Receiving the award “has left me speechless,” Rosbash said at the outset of his address, “but being speechless is not really appropriate here, so I’m afraid I am going to have to screw up my courage and say something.”

Brandeis President Ron Liebowitz with an usher, dressed in traditional Swedish garb, at the 2017 Nobel Prize lecture. Photo/Annika Schildt '86He recounted the trajectory of his and Hall’s research from the early days in the 1980s when they cloned the gene controlling the fly’s circadian rhythms, to the early 1990s when they explained the workings of the insect’s master biological clock. It was slow going, particularly during the time when they were looking for the protein linked to circadian rhythms. “We spent several years struggling to find the promised land from the desert,” said Rosbash, the Peter Gruber Endowed Chair in Neuroscience.

Rosbash said his persistence allowed him to overcome obstacles. His motivation came, he said, from his view of science as a “romantic profession.” “You don’t know what you’re going to discover. Every day is an adventure,” he said. “It’s really a great privilege, a joy.”

He also acknowledged the work done by the graduate students and postdoctoral fellows in his lab over the years. “I was smart enough to stay out of the way of talented people and let them make progress,” he said.

Then, of course, there was his long-time collaborator, Jeff Hall. Both men started at Brandeis in 1974 and shared a passion for sports, bawdy jokes and rock ’n’ roll. Rosbash likened their partnership to the English musical team of Gilbert and Sullivan, who were extraordinarily productive, but, Rosbash said, “absolutely drove each other completely crazy.” Hall and I “have strong personality differences,” Rosbash added, “but we embrace those differences as an asset to the work.”

Those differences were on display during Hall’s talk. Where Rosbash was focused and scientific, armed with PowerPoint slides of graphs and data, Hall, a professor emeritus, recounted personal anecdotes, made jokes and asides, and went on so long that the moderator almost came on stage to cut him off.
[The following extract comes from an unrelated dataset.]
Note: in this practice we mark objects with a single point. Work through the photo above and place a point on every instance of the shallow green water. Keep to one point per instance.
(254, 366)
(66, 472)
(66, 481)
He also wore a baseball cap emblazoned with “Brawndo,” a reference to a made-up sports drink in “Idiocracy,” one of his favorite movies.

He called the late Nobel laureate Ed Lewis a “funky little fellow” and “cute as a button.” He used the words “bibbelydoo” and “chrono-jibberish” and made jokes about Americans being illiterate and believing the world is only 6,000 years old. The audience frequently broke into laughter.

But Hall’s speech was also profound, describing the ties between the pioneering scientists over the last 100 years who’ve achieved major breakthroughs in our understanding of genetics using fruit flies. Many of them mentored each other. They also shared a belief that genes determined behavior and not just characteristics like height or eye color. Hall and Rosbash’s research showing the link between genes and the fly’s mating, sleeping and eating habits — all part of the insect’s circadian rhythms — proved how true this really was.

Hall said this year’s Nobel should also have been given to fruit flies. “It’s almost like in some stupid mystical way, [fruit flies] say, “My God, if you’re going to work with me seriously, if you know what you’re doing and you care, I’m going to give up a secret.”

Citing the long list of scientists who’ve worked with flies and won Nobels, Hall quipped, “Some day, come on guys, give a prize to an invertebrate. It’ll be funky.”